24 Mars 2011
Pour son premier déplacement en France depuis son élection à la tête de la Guinée, Alpha Condé a réclamé le soutien massif de Paris pour réformer le pays, tout en prévenant qu'il ménagerait l'armée dans un contexte politico-sécuritaire encore délicat.
"L'Afrique est en train d'évoluer, le printemps arabe, c'est aussi le printemps de l'Afrique" où "70% de la population a moins de 30 ans et aspire à un changement profond", a martelé l'ancien opposant, élu en novembre à la tête d'un pays qui n'a connu qu'une succession de dictatures militaires depuis son indépendance en 1958.
Confronté à l'urgence de réformer un pays "qui devrait être en autosuffisance alimentaire et peine à nourrir son peuple", Alpha Condé a demandé à l'ancienne puissance coloniale française un "appui massif" et assure avoir été "entendu" par le président Nicolas Sarkozy qui l'a reçu mercredi.
"Je vais réformer", a-t-il promis assurant avoir déjà obtenu un "soutien" de Paris pour la réforme de l'armée, ainsi que pour d'autres chantiers fondamentaux comme la justice, la cour des comptes ou l'administration publique.
Mais le nouveau président a prévenu que dans le secteur sécuritaire il avancerait "avec prudence": "l'armée a déjà accepté beaucoup de choses. je ne veux pas aller à la confrontation avec les militaires", a-t-il déclaré au cours d'un entretien avec des journalistes.
La Guinée a traversé une période houleuse depuis la mort de l'homme fort du pays Lansana Conté en décembre 2008, marquée par l'arrivée au pouvoir d'une junte et une transition délicate menée par le général Sékouba Konaté après la mise à l'écart du chef des putschistes Moussa Dadis Camara, grièvement blessé fin 2009.

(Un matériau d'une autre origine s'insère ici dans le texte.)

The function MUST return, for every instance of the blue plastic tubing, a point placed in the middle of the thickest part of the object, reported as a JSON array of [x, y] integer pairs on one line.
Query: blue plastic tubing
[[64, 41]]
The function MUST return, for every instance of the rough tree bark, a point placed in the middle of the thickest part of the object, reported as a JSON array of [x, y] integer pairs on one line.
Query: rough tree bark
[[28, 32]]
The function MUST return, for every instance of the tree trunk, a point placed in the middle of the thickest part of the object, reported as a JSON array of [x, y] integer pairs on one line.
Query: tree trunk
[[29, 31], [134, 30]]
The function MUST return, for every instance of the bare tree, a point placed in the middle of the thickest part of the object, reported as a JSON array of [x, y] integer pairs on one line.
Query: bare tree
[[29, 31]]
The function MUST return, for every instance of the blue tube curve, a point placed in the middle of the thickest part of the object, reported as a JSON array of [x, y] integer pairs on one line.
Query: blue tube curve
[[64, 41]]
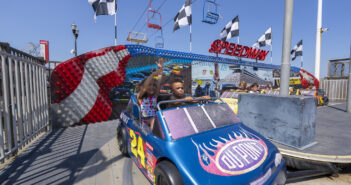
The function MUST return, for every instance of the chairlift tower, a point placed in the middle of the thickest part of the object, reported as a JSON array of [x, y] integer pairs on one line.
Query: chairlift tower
[[210, 14]]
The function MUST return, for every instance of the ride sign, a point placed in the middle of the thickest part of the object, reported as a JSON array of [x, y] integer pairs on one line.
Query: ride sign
[[231, 49]]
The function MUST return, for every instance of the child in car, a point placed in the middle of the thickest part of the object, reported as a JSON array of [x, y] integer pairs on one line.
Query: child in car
[[148, 91], [177, 89]]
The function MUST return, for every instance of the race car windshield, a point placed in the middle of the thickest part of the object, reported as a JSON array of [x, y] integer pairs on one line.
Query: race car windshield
[[192, 120]]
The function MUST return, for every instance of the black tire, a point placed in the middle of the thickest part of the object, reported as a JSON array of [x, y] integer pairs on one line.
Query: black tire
[[166, 173], [122, 140]]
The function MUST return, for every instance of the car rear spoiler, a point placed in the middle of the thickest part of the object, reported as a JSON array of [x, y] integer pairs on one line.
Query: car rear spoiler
[[184, 100]]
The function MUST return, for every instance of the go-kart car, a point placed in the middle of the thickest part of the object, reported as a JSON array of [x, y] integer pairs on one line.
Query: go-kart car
[[203, 143]]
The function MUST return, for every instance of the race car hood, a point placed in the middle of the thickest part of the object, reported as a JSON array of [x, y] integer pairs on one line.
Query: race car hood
[[227, 155]]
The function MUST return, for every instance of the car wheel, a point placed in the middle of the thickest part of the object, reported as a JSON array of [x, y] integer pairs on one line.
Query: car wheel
[[167, 173], [122, 140]]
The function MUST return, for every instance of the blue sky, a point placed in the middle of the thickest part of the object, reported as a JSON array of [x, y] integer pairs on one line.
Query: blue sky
[[24, 21]]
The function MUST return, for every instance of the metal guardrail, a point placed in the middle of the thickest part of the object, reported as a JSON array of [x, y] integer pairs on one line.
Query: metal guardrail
[[23, 101], [336, 89]]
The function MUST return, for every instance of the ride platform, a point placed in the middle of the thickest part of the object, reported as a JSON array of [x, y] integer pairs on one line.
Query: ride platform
[[332, 138]]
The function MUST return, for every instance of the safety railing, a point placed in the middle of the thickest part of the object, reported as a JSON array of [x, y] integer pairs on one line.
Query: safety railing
[[336, 90], [23, 100]]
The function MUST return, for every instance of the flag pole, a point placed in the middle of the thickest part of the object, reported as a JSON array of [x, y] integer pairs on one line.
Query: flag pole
[[271, 45], [116, 23], [271, 54], [190, 29]]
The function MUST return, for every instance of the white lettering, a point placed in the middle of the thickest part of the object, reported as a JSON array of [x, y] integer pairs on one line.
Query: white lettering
[[252, 152], [241, 153], [237, 161]]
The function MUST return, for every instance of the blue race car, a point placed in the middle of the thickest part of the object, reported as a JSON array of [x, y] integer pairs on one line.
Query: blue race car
[[203, 143]]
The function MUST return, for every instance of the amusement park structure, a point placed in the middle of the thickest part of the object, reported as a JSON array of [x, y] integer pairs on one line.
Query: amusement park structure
[[87, 79]]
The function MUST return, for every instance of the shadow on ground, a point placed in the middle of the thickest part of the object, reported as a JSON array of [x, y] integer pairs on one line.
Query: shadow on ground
[[60, 155]]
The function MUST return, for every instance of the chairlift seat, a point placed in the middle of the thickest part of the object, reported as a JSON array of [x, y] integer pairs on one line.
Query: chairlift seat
[[137, 39], [210, 16], [153, 25]]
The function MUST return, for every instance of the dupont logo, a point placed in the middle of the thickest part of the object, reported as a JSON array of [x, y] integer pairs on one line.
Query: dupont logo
[[236, 154], [241, 156]]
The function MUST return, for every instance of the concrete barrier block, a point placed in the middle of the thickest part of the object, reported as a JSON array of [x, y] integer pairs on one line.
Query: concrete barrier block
[[288, 120]]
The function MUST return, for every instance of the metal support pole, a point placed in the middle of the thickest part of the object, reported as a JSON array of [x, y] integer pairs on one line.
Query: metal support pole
[[317, 62], [285, 67], [190, 47], [349, 87], [75, 45], [116, 23]]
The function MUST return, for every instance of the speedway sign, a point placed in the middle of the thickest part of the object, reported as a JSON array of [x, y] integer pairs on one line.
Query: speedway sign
[[231, 49]]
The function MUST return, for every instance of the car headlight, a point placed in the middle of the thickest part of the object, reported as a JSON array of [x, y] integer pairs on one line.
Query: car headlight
[[278, 159]]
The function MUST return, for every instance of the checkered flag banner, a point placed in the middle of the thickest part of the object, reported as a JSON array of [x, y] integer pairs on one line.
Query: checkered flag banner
[[297, 51], [183, 17], [231, 29], [265, 39], [103, 7]]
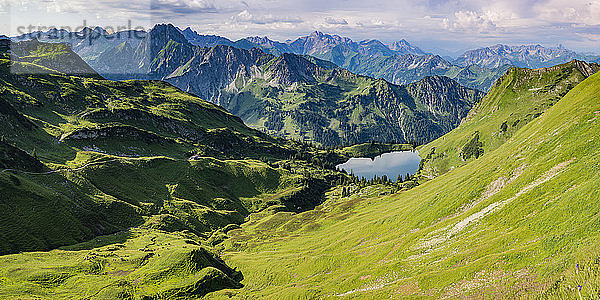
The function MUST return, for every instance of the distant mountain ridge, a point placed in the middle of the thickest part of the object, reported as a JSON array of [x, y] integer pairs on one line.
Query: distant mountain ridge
[[398, 62], [523, 56], [301, 97]]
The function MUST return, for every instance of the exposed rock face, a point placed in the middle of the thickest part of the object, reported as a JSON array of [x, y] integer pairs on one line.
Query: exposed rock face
[[299, 97], [529, 56]]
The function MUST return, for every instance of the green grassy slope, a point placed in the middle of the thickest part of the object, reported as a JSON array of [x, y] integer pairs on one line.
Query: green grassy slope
[[108, 155], [134, 182], [521, 220], [520, 96]]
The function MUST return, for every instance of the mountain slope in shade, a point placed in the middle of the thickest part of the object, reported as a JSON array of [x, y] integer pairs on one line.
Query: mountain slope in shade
[[403, 47], [132, 153], [525, 56], [57, 56], [291, 96], [518, 222], [519, 97]]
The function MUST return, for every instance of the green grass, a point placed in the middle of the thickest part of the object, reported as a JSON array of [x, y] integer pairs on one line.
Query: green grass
[[127, 265], [420, 242], [519, 97]]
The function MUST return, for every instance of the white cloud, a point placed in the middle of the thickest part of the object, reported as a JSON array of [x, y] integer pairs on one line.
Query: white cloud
[[335, 21], [469, 21], [246, 17]]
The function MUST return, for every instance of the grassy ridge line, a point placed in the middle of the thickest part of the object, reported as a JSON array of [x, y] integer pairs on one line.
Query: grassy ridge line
[[519, 97], [404, 245]]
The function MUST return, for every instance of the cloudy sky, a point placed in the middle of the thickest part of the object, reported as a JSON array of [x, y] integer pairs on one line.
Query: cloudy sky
[[451, 25]]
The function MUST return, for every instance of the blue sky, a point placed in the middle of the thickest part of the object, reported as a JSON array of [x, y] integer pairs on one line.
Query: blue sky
[[435, 24]]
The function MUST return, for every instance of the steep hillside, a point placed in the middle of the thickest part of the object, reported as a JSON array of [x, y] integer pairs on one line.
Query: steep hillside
[[520, 96], [122, 154], [59, 57], [120, 190], [524, 56], [521, 221], [404, 69]]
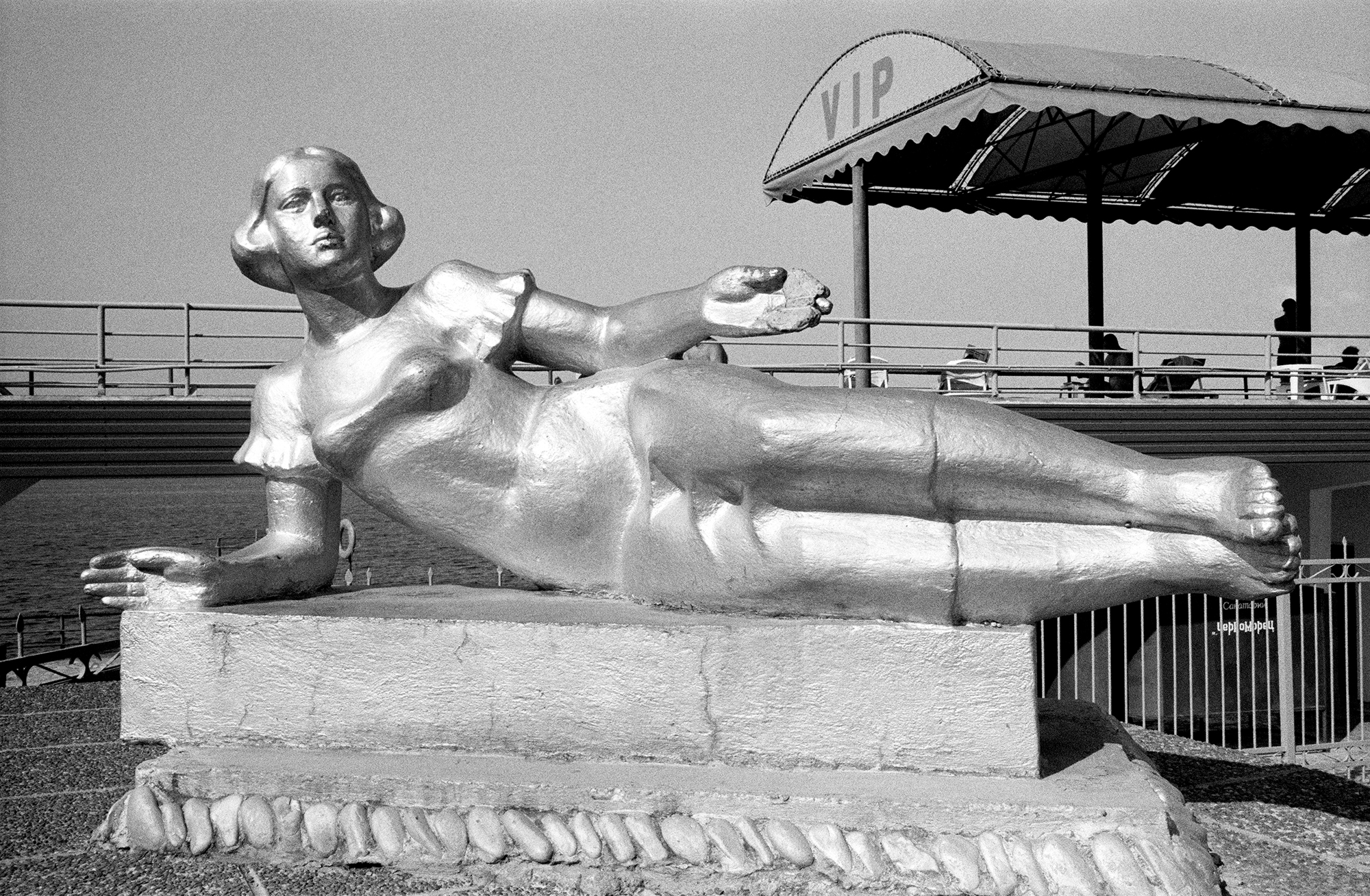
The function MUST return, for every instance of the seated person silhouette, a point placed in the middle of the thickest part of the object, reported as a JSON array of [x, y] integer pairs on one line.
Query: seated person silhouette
[[1175, 384], [968, 382], [1350, 387], [1109, 386]]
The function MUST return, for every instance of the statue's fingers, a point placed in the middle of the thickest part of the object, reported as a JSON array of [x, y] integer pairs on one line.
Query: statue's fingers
[[116, 590], [125, 573], [132, 602], [113, 558], [158, 560]]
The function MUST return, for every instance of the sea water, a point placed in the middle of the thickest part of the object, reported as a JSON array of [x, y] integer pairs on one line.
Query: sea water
[[50, 534]]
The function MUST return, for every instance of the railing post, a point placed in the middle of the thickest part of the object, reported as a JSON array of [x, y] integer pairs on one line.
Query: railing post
[[994, 360], [1136, 361], [842, 353], [188, 350], [1284, 647], [99, 376], [1269, 365]]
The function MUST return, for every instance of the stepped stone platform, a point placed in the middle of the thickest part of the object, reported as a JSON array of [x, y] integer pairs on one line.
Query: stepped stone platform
[[429, 727]]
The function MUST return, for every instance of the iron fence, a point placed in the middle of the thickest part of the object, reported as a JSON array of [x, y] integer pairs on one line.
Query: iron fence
[[187, 349], [1286, 675]]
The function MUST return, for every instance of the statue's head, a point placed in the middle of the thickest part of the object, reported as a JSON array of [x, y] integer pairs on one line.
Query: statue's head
[[313, 213]]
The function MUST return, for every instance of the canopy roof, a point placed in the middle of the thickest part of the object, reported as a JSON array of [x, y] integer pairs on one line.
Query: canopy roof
[[1025, 131]]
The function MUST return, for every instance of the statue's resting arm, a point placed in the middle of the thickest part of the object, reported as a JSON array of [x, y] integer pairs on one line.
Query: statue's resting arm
[[568, 335], [298, 556], [738, 302]]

"Le général Konaté voulait aller aux élections, d'autres (officiers) ne voulaient pas. (...) On a changé l'état-major de l'armée, on a délocalisé les armements lourds (hors de la capitale Conakry)", a expliqué le président Condé.
"Mais la situation reste fragile, parce que les conditions de vie sont difficiles. Je dois aller doucement", a-t-il dit.
Interrogé sur ses intentions si la Cour pénale internationale (CPI), qui pourrait enquêter sur le massacre de plus de 150 opposants dans un stade de Conakry le 28 septembre 2009, réclamait son assistance pour procéder à l'arrestation de responsables militaires ou civils guinéens, le président est resté évasif.
"Pour le moment, on n'en n'est pas encore là", a-t-il dit.
"Il faut qu'on ait le courage de regarder notre histoire en face: que les gens qui ont commis des crimes le reconnaissent et que ceux qui en ont été victimes aient le courage de pardonner", a-t-il plaidé, sans toutefois encore annoncer la mise en place d'une commission réconciliation et vérité.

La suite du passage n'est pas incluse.